In his post – Europe´s Second Depression – Krugman writes:
Aha — in my post on Europe’s policy failure, I somehow failed to notice that the new Maddison dataset provides per capita real GDP, which means that I should use per capita GDP in looking at the current crisis. And my point about dismal performance gets even stronger:
Europe in 2013 has recovered worse from its slump than Europe in 1935. Again, great work, guys.
So I decided to make a per capita RGDP comparison among a small set of significant economies: US, UK, France & Germany both in the 1929-39 and 2007-12 periods. “These are their stories” (Note: within each period the scales are the same):
In the “Great Depression” the US tumbled much more than the others. Britain was the first to leave the gold standard (1931)(color-coded dashed bars) and recovered sooner. France only left the GS in 1936. The US in 1933 but had a recession within the depression in 1937-38 courtesy of the Fed and Treasury misguided policies.
What about Germany? Hitler comes to power in January 1933 and almost immediately begins the war build-up. It has the strongest recovery.
Flash-forward to 2007-12. This time around Britain does worse. After seeing real incomes fall more than in France, monetary freedom in the US allows a comeback and avoids a recession within the “Great Recession” that befalls the UK and France. But all in all, a pretty lame performance:
What about Germany, ‘leader of the euro zone pack’ where many countries are ‘under water’?
How can that be? While others are now ‘diving’, it has only registered a slowdown. This is additional evidence that policy, in particular monetary policy, has been effectively geared to German needs. And we know that Germany imposes its fiscal policy on the ‘others’.
So it´s a mystery why a ‘free country’ like Poland would wish to join!
Note that Poland has it´s own scale! One has to wonder if leaders over there have a “suicide-wish”!

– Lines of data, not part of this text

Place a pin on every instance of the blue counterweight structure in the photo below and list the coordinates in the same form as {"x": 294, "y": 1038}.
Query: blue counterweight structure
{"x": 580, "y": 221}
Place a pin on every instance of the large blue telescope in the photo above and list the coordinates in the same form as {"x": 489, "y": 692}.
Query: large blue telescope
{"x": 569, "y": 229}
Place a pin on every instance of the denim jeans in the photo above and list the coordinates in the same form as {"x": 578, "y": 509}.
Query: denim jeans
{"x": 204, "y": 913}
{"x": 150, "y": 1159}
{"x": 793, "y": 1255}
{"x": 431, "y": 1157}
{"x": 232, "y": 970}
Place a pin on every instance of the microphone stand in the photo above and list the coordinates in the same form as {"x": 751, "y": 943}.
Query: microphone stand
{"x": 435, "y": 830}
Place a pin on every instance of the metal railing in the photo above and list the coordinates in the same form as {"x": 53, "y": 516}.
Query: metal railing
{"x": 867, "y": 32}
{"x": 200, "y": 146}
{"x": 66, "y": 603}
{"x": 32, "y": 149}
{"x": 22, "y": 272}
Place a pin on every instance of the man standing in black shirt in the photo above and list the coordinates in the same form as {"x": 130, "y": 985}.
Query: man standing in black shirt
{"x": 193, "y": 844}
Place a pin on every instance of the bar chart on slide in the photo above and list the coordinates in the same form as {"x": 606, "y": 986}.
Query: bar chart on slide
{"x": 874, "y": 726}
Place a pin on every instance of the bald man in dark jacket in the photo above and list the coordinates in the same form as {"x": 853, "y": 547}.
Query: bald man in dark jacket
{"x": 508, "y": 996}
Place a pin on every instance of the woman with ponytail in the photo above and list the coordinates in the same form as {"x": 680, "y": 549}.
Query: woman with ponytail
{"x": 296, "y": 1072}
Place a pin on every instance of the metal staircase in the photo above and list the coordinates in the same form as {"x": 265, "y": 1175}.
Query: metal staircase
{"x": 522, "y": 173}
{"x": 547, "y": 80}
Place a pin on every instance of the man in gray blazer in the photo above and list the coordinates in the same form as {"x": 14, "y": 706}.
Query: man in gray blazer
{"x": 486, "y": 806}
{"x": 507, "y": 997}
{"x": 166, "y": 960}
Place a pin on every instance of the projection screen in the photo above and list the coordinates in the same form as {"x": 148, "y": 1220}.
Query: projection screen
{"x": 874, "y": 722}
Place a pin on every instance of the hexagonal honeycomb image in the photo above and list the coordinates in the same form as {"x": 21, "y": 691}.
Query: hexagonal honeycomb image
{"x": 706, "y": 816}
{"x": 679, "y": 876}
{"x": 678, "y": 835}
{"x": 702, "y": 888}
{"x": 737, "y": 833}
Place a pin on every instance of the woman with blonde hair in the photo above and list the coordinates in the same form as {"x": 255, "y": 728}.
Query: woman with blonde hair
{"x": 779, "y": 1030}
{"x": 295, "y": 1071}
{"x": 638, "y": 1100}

Update: A good related piece from Matt O´Brien:
History doesn’t need to repeat, or even rhyme. Europe doesn’t have to keep crucifying itself on a cross of euros, the gold standard of the 21st-century. The euro’s northern bloc could decide to let the ECB do more. Or it could decide to start spending more. Or not. Eurocrats seem content to do just enough to keep everything from falling apart, and nothing more. It’s one part inflationphobia, and another part strategy. Indeed, it’s how they try to keep the pressure on the southern bloc to push through unpopular labor market reforms. But doing enough today eventually won’t be enough tomorrow if the southern bloc doesn’t have any hope of recovering within the euro. The politics will turn against the common currency long before that.
By that point, Europe won’t need an acronym anymore.